Puesto que la palabra sueño se ha introducido en este discurso, diré de paso que, en los tiempos modernos, a partir del romanticismo, se ha producido una confusión bastante explicable entre la noción de sueño y la de poesía. Ni el sueño ni la ensoñación son necesariamente poéticos, pueden serlo, pero las figuras formadas al azar sólo por azar son figuras armónicas.
Sin embargo, nuestros recuerdos de sueños nos enseñan, por una experiencia común y frecuente, que nuestra consciencia puede ser invadida, henchida, enteramente saturada por la producción de una existencia en la que los objetos y los seres parecen los mismos que aquellos que están en la vigilia; pero sus significaciones, sus relaciones y sus modos de variación y de sustitución son muy distintos y nos representan, indudablemente, como símbolos o alegorías, las fluctuaciones inmediatas de nuestra sensibilidad general, no controlada por las sensibilidades de nuestros sentidos especializados. Es más o menos así como el estado poético se instala, se desarrolla, y por último se disgrega en nosotros.
Es decir, que este estado de poesía es perfectamente irregular, inconstante, involuntario, frágil, y que lo perdemos, lo mismo que lo obtenemos, por accidente. Pero ese estado no basta para hacer un poeta, como tampoco basta ver un tesoro en sueños para encontrarlo, al despertar, centelleando al pie de la cama.
Un poeta —no les choquen mis palabras— no tiene coma función sentir el estado poético: eso es un asunto privado. Tiene como función crearlo en los otros. Se reconoce al poeta —o al menos cada uno reconoce al suyo— por el simple hecho de que convierte al lector en «inspirado». La inspiración es, positivamente hablando, una graciosa atribución que el lector concede a su poeta: el lector nos ofrece los méritos transcendentes de las potencias y las gracias que se desarrollan en él.

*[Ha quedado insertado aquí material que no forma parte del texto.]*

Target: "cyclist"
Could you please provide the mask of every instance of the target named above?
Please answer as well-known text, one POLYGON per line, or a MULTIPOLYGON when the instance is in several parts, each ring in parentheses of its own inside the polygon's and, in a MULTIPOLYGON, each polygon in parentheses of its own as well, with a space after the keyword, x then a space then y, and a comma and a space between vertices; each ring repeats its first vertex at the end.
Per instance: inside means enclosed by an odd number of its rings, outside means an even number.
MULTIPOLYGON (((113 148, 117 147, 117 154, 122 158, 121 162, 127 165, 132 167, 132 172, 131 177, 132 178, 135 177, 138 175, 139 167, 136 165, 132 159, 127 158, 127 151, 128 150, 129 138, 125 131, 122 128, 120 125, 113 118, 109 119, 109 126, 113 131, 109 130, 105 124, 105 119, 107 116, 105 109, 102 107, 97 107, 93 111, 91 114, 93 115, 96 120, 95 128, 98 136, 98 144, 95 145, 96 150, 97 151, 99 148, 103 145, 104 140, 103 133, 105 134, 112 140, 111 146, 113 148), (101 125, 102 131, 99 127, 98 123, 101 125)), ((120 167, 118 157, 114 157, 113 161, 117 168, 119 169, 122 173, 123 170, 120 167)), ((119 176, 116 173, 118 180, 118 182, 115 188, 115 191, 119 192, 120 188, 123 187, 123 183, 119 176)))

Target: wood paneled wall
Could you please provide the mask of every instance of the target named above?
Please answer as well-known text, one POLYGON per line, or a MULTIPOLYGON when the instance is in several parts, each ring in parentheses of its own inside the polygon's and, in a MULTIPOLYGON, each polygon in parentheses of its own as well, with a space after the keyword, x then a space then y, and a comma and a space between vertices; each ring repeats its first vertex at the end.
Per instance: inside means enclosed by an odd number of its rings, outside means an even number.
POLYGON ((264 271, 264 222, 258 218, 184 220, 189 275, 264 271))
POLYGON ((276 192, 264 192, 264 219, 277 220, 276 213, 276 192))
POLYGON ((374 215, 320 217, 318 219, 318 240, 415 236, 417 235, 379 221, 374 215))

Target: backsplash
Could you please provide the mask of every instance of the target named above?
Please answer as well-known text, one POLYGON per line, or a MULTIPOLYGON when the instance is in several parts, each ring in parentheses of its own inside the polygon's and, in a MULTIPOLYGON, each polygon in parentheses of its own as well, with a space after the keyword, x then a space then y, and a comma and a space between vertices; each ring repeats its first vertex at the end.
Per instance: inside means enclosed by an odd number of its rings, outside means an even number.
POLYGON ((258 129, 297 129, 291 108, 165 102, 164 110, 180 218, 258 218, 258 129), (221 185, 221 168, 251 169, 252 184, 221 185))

Busca y encuentra en nosotros la causa maravillosa de su admiración.
Pero el efecto de la poesía, y la síntesis artificial de este estado por alguna obra, son cosas muy distintas; tan diferentes como puedan serlo una sensación y una acción. Una acción continua es bastante más compleja que una producción instantánea, sobre todo cuando tiene que manifestarse en un dominio tan convencional como el del lenguaje. Aquí ven despuntar en mis explicaciones ese famoso PENSAMIENTO ABSTRACTO que el uso opone a la POESÍA. Volveremos sobre ello. Mientras tanto quiero contarles una historia verdadera, para hacerles sentir como lo he sentido yo, y de la manera más curiosamente nítida, toda la diferencia que existe entre el estado o la emoción poética, incluso creadora y original, y la producción de una obra. Es una observación bastante sorprendente que he hecho sobre mí mismo, hace aproximadamente un año.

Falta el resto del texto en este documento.